I get to 3y^y=y^(3y)

I did it and i got x=0 and y=0
• January 23rd 2008, 05:53 PM
mr fantastic
Quote:

Originally Posted by AHDDM
x^2=9y^2

y=x/3

x^x=y^(9*x/3)
x^x=y^(3x)

I got this so far<

When I use x=3y and plugin to first equation

I get to 3y^y=y^(3y)

$x^2 = 9y^2 \therefore x = \pm 3y$.

Case 1: x = 3y.

$(3y)^{3y} = y^{9y} \Rightarrow 3^{3y} y^{3y} = (y^{3y})^2 \Rightarrow y^{3y} \left( 3^{3y} - y^{3y} \right) = 0 \Rightarrow 3^{3y} - y^{3y} = 0 \Rightarrow 3^{3y} = y^{3y}$. So one obvious solution is $y = 3 \Rightarrow x = 9$ .......
• January 23rd 2008, 06:08 PM
AHDDM
That looks all right to me but I just plugged in to check it doesnt come out
• January 23rd 2008, 06:44 PM
mr fantastic
Quote:

Originally Posted by AHDDM
That looks all right to me but I just plugged in to check it doesnt come out

You're right. I should have remembered that the only integer solutions of $x^y = y^x$ are (2, 4) and (4, 2) .....

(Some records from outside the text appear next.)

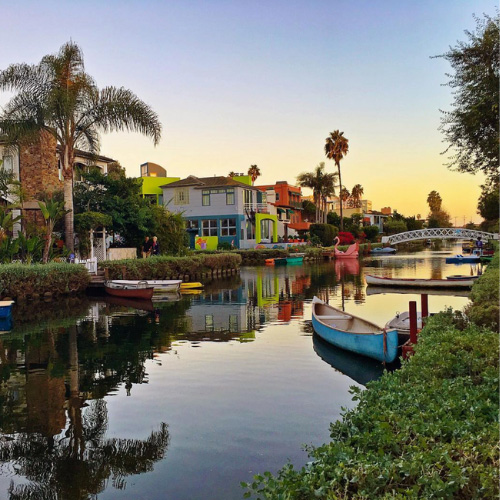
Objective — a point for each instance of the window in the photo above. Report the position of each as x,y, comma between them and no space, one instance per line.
228,227
209,227
181,196
205,198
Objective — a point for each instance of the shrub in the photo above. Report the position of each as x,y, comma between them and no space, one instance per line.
428,430
20,280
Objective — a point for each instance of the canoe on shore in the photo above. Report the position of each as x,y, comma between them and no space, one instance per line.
135,291
164,286
352,333
419,282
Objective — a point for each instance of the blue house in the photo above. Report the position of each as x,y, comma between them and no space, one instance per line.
221,210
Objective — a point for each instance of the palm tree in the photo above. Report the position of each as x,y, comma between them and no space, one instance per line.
314,181
356,194
336,147
57,97
254,172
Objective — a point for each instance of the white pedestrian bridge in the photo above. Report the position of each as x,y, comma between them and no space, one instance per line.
441,233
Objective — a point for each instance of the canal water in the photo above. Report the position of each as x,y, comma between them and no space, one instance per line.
184,398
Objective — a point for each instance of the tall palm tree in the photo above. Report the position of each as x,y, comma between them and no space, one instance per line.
356,194
59,98
254,172
336,147
314,181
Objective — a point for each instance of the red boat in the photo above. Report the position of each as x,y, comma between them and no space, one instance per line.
140,290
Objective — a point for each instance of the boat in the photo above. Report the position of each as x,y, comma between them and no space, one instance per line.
384,250
139,290
359,368
351,253
419,282
6,308
352,333
460,259
191,285
455,292
401,322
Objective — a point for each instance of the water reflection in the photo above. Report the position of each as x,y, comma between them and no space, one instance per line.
63,364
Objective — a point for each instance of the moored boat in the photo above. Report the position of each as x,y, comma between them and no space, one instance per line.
164,286
140,290
384,250
460,259
419,282
352,333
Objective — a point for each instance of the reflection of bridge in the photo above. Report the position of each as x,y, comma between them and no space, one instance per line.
441,233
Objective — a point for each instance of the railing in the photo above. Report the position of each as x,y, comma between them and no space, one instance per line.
256,207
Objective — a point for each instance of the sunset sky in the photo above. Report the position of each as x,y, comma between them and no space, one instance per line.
260,82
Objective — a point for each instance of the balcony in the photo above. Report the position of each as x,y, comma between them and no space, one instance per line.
260,208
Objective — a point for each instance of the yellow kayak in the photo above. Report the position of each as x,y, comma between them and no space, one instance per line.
191,285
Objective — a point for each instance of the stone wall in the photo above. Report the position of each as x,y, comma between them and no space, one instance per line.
38,166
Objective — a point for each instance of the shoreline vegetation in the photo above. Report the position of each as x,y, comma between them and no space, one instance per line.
427,430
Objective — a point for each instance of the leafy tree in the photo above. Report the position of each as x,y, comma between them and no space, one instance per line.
471,127
254,172
336,147
59,98
434,200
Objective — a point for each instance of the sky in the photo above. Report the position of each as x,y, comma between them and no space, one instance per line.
264,82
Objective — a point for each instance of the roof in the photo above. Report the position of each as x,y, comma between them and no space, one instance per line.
207,182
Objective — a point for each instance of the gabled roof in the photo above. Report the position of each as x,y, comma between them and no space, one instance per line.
207,182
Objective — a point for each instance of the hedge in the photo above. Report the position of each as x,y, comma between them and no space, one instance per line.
166,267
427,430
21,280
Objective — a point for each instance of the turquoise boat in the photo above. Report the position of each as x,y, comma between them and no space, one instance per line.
354,334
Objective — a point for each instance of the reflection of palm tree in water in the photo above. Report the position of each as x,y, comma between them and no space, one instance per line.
78,463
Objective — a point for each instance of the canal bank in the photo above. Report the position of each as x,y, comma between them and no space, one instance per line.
427,430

So (9, 3) is a spurious solution ......

If you sub x = 3y into $x^y = y^x$ you get:

$(3y)^y = y^{3y} \Rightarrow 3^y y^y = (y^y)^3$ $\Rightarrow y^y \left( 3^y - (y^y)^2 \right) = 0$ $\Rightarrow 3^y - y^{2y} = 0$.

An approximate solution is $y = 1.73205 \Rightarrow x = 5.19615$. This solution does seem to work ..... To express this solution for y in exact form, I think you'd need to use the Lambert W-function ......

I haven't looked at the x = -3y case yet, but there will probably be similar if not worse difficulty in store ......

Are you expected to get exact solutions?